ANIES Rasyid Baswedan telah menjadi simbol perubahan untuk Indonesia yang lebih baik. Ironisnya, sejumlah legasi Anies di Jakarta yang akan mengubah peradaban Jakarta, Indonesia dan dunia malah dipreteli oleh Penjabat Gubernur yang tidak dipilih oleh rakyat.
Tapi lupakanlah itu sejenak mari kita lihat sejumlah tayangan dan juga karya-karya vloger yang memperlihatkan gelombang dan histeria massa yang menyambut Anies di sejumlah daerah.

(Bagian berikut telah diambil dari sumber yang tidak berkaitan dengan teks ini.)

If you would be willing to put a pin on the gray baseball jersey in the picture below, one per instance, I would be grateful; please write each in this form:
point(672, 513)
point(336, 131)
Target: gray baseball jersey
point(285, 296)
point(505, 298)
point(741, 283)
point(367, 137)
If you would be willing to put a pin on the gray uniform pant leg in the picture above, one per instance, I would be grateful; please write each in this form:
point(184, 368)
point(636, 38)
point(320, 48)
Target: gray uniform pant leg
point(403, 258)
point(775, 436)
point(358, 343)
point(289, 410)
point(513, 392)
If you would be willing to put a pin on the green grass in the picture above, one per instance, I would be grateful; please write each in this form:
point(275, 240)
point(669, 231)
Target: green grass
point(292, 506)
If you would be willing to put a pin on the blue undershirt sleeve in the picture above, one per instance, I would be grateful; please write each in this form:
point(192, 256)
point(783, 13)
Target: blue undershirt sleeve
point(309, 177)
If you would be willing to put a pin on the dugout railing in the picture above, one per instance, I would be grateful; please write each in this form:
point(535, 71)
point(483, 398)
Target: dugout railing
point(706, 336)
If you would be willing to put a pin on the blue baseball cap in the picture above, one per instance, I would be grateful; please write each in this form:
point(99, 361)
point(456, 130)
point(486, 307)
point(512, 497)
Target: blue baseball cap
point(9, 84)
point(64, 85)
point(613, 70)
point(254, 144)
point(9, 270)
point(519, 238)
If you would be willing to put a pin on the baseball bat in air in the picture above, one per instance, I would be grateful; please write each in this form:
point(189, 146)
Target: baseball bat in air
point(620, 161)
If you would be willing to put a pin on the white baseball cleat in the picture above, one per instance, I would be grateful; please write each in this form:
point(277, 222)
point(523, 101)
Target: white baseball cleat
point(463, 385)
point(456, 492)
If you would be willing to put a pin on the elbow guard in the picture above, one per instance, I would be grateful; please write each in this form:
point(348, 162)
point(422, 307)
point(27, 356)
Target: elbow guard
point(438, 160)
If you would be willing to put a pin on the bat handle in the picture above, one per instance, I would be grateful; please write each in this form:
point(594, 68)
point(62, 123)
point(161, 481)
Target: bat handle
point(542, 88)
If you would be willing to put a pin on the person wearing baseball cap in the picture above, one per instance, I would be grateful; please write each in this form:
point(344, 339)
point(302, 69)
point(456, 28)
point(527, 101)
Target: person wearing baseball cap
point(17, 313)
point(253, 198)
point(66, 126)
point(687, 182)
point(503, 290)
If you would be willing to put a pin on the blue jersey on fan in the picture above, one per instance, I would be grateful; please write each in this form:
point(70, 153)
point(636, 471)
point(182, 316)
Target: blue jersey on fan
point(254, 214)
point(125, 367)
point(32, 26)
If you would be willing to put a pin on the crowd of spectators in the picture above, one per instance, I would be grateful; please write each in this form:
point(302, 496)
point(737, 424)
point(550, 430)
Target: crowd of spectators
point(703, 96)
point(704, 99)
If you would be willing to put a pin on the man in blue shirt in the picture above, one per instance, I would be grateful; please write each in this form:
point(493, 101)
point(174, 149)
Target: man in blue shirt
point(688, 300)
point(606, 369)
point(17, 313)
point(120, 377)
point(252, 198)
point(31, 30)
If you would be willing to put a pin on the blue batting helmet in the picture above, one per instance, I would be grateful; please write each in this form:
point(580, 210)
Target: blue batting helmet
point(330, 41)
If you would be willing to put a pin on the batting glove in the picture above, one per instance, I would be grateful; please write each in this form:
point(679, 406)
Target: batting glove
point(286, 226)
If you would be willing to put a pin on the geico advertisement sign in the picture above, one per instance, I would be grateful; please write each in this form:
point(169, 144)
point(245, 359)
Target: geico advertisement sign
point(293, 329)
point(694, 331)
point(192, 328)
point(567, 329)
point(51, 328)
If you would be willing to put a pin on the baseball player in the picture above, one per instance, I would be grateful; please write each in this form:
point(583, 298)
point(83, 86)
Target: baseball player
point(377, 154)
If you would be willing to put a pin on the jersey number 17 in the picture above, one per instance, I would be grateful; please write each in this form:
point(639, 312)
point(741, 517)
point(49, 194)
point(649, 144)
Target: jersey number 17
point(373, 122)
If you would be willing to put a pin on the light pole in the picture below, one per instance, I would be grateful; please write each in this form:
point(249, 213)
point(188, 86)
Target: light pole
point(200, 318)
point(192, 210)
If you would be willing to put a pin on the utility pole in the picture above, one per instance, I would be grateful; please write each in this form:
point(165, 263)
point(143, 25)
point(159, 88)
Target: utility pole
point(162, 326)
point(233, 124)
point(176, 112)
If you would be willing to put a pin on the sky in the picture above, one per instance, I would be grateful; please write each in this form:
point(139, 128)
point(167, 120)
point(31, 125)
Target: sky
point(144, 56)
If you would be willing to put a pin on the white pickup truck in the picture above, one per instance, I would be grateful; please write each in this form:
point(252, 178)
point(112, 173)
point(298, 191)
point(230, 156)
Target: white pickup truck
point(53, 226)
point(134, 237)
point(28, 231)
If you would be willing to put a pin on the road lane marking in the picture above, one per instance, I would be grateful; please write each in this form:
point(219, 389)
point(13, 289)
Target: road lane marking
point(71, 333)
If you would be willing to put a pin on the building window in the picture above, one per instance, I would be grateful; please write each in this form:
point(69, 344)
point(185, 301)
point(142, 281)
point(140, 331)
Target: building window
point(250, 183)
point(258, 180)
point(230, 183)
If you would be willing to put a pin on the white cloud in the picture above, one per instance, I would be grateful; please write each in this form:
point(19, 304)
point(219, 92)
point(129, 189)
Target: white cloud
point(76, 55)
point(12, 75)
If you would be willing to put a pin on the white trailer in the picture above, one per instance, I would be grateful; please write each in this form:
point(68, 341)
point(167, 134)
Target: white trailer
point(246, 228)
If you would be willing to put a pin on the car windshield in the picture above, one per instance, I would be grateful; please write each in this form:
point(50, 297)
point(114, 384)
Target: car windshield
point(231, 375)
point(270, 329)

Diawali dari Medan Sumatra Utara, kemudian Yogyakarta dan kini di Priangan Timur tepatnya di Tasikmalaya dan Ciamis, Anies disambut antusias ribuan bahkan ratusan ribu orang yang datang sukarela.
Tidak mungkin mereka datang dibayar. Siapa yang bisa bayar ribuan atau ratusan ribu orang. Mereka hanya bermodalkan semangat, ingin bertemu dan juga menitipkan harapan kepada Anies untuk sebuah perubahan agar Indonesia ke depan lebih baik.
Bahkan di Ciamis sampai-sampai seorang ibu berusia 81 tahun didorong pakai kursi roda datang hanya untuk bisa menyapa, berfoto dan berbicara langsung dengan Anies.
Di Tasikmalaya Anies juga mengunjungi tiga pondok pesantren legendaris yang sudah kakoncara hingga ke pelosok Tanah Air, Ponpes Mathla’ul Khaer di Cintapada, Ponpes Sirnarasa Abah Aos di Suryalaya dan Ponpes Cipasung. Begitu juga di Ciamis Anies berkunjungke Pesantren Alfalah 2 dan Pesantren Darussalam. Dua pesantren ini juga termasuk laboratorium Indonesia karena santrinya juga dari Sabang sampai Merauke.
Melihat fenomena ini, sejumlah daerah lainnya juga dipastikan akan menyambut Anies. Di sisi lain juga tidak menafikan bahwa diperkirakan di beberapa daerah juga akan ada penolakan.
Namun kepada warga Tasikmalaya dan Ciamis, Anies berpesan kepada massa yang menyambutnya untuk tidak menolak siapapun, tokoh manapun atau capres manapun bila mereka datang ke Ciamis dan Tasikmalaya. Sambutlah mereka dengan sopan dan santun sebagai tamu.
Itulah Anies seperti juga mengingatkan kepada relawannya untuk bersikap sopan dan santun serta tidak menyebarkan fitnah dan hoaks. Anies meminta kepada relawannya untuk menyebarkan sikap optimistis dan menyampaikan prestasi serta karya-karya.
Tapi sayangnya, legasi dan karya-karya yang digagas Anies di Jakarta malah dipreteli oleh gubernur yang ditunjuk langsung Istana. Tapi peristiwa ini ada juga yang memandangnya positip. Mereka justru berharap program warisan Anies terus “dirusak” oleh penerusnya agar rakyat bisa membandingkannya secara hitam-putih. Mana gubernur yang punya gagasan dan mana gubernur yang miskin ide.
Setelah saya pikir sejenak, ada benarnya juga. Misalnya dari kasus pembangunan jalur sepeda dan juga pembangunan trotoar di DKI Jakarta yang tidak dilanjutkan bahkan kedua program ini sampai dipangkas anggarannya.
Awalnya untuk pembangunan jalur sepeda dianggarkan Rp38 miliar dalam APBD 2023. Namun hanya disisakan sekitar Rp7 miliar itu pun buat perawatan dan evaluasi. Padahal Anies berharap Jakarta memiliki jalur sepeda sampai 500 kilometer.
Alasan yang disampaikan Penjabat Gubernur Jakarta Heru Budi Hartono bahwa Jakarta tidak bisa disamakan dengan Eropa dengan memperbanyak jalur sepeda. Ini sebuah alasan yang nir perspektif iklim dan lingkungan. Ada yang salah dengan penasihat gubernur di balaikota sepertinya.
Sepeda bukan soal Jakarta atau Indonesia versus Eropa. Ini soal peradaban dan soal paradigma berpikir global. Dunia sudah bicara lama soal perubahan iklim sementara penjabat gubernur justru berpikir mundur. Bersepeda selain soal kesehatan juga bagian dari kampanye untuk mencapai target Indonesia menuju zero emisi pada 2060.